Linux Plumbers Conference 2014, Düsseldorf Docker and the Linux kernel Cristian S., Docker Inc. firstname.lastname@example.org
What is Docker ?
The Matrix From Hell
Another Matrix From Hell
Solution: the intermodal shipping container
Solution to the deployment problem: the Linux container
High level overview • Uses namespaces & cgroups • Runs on mainline kernels • Lower overhead than VMs • Can run a full system with an init or a single service/process • Snapshot based approach to build one image on top of another
Docker's code • Licensed under the Apache 2 license • There's no paid/premium/commercial version • Docker and its code are free and will be free • Lives at: https://github.com/docker/docker/
Use cases • Application development, testing, packaging & deployment • PaaS/SaaS/cloud infrastructure • Application & service isolation • Stress testing & benchmarking (including the Linux kernel)

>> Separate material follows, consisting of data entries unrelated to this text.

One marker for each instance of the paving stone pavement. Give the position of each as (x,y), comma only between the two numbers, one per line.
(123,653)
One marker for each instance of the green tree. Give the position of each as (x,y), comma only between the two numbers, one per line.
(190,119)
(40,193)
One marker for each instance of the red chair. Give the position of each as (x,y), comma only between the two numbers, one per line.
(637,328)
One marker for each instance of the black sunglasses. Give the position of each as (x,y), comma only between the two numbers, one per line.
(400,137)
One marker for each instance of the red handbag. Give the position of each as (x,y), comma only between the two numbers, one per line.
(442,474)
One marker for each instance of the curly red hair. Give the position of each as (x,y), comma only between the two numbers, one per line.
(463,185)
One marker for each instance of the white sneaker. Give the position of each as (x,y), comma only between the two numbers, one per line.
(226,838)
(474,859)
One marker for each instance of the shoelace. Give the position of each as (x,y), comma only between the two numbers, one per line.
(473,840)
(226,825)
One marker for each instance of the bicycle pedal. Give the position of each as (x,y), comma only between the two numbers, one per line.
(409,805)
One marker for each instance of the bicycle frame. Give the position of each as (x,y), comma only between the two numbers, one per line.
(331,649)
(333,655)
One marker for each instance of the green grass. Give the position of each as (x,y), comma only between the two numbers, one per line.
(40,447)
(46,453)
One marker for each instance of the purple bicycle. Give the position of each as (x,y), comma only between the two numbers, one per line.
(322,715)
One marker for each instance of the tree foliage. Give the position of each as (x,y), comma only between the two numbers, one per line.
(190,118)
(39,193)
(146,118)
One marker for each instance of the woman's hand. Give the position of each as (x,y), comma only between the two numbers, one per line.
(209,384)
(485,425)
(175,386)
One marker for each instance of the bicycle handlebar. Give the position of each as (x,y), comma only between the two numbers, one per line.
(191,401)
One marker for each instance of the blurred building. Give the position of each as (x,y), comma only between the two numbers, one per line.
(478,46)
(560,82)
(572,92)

Under the hood • Exec drivers provide the execution environment (virtualization/container tech) – native (libcontainer based) and LXC – are platform dependent – native is the default • Graph drivers are the storage providers – aufs, devicemapper, btrfs and vfs – vfs shouldn't be used (only used by the tests by default) – PRs open on GitHub for ZFS and OverlayFS • Existing graph & exec drivers only support Linux
Kernel requirements • Kernel 3.8 is the absolute minimum (except RHEL's 2.6.32) • Stable & supported kernels >= 3.10 are recommended • BTRFS has special requirements • Kernel configuration can be checked using https://raw.githubusercontent.com/docker/ docker/master/contrib/check-config.sh
AUFS graph driver stability & performance • Operations with containers are faster than devicemapper & (sometimes) btrfs • Known problems – Stale NFS file handle, cap_set_file, invalid argument on mount – Causes troubles on btrfs, remote file systems and many file systems which aren't ext3/ext4 – Direct IO problems & poor performance for IO intensive workloads • Limitations – Requires aufs-tools for auplink to dereference hard links – No support for hard links across layers – Limit of 127 layers – Can't be used on Fedora/RHEL/all systems which don't apply AUFS patches and don't ship aufs-tools • AUFS is developed outside of the mainline kernel tree • Update the kernel using distro updates
Devicemapper graph driver stability & performance • Uses loopback mounted block devices by default • Allows EXT4 or XFS to be used • Known problems – EBUSY errors (fix to be tested) – Potential file system corruption bug with ext4 ● Might be caused by loopback mounted block devices – Older kernels: space not freed when freed on the file system, various kernel errors and problems • Limitations – Devicemapper requires configuration of the storage to avoid the use of loopback mounted block devices • Update the kernel using distro updates
btrfs graph driver stability & performance
• BTRFS bugs are a problem for Docker • Using the RAID like features of BTRFS is likely to cause data loss • Known problems – Data can be corrupted if exotic mount options are used – Kernel 3.8 & older than the latest stable kernels can cause data loss & corruption – The file system becomes slower the more data is written & stored on it – Performance degrades quickly & fragmentation is a problem – Balancing the file system to fix fragmentation could trigger some bugs • BTRFS is used automatically if Docker's root folder is on BTRFS • Update the kernel using distro updates • Using the latest minor version of supported kernels is recommended
Performance & stability
• Generally speaking, the kernel has been stable – Fixes have been made to file systems, namespaces, cgroups, netfilter, aufs, btrfs, devicemapper and other kernel components – Recent kernels and the newest minor versions of LTS kernels have fixed a lot of problems, including devicemapper and btrfs problems – Some PID 1 issues are still being discussed – Changes around the cgroups and the namespaces have been made; this has also helped improve stability for containers • Performance is actively being studied – Docker's code has been improved to use less memory & be faster – Performance needs to be studied on the kernel side to achieve better scalability by a) making fewer syscalls in Docker where possible, b) making those syscalls faster in the kernel
• Avoid running kernels no longer supported by your Linux distribution (kernel 3.8 lts- raring from Ubuntu 12.04.x) • Open Docker issues on github; post errors (full kernel panics, btrfs check output, Docker daemon logs, `docker info`, `docker version` and `uname -a` output) when encountering errors • File bug reports with your distribution
What can Docker do for the kernel?
• Can be used to test the kernel's stability and evaluate its performance • Changes made to the kernel can be tested easily against Docker • Can be used to test the running kernel to avoid breaking user space compatibility • Makes it simple to mix workloads for stress testing and performance testing • Exposes some hard to trigger kernel problems
What can a kernel developer do with Docker?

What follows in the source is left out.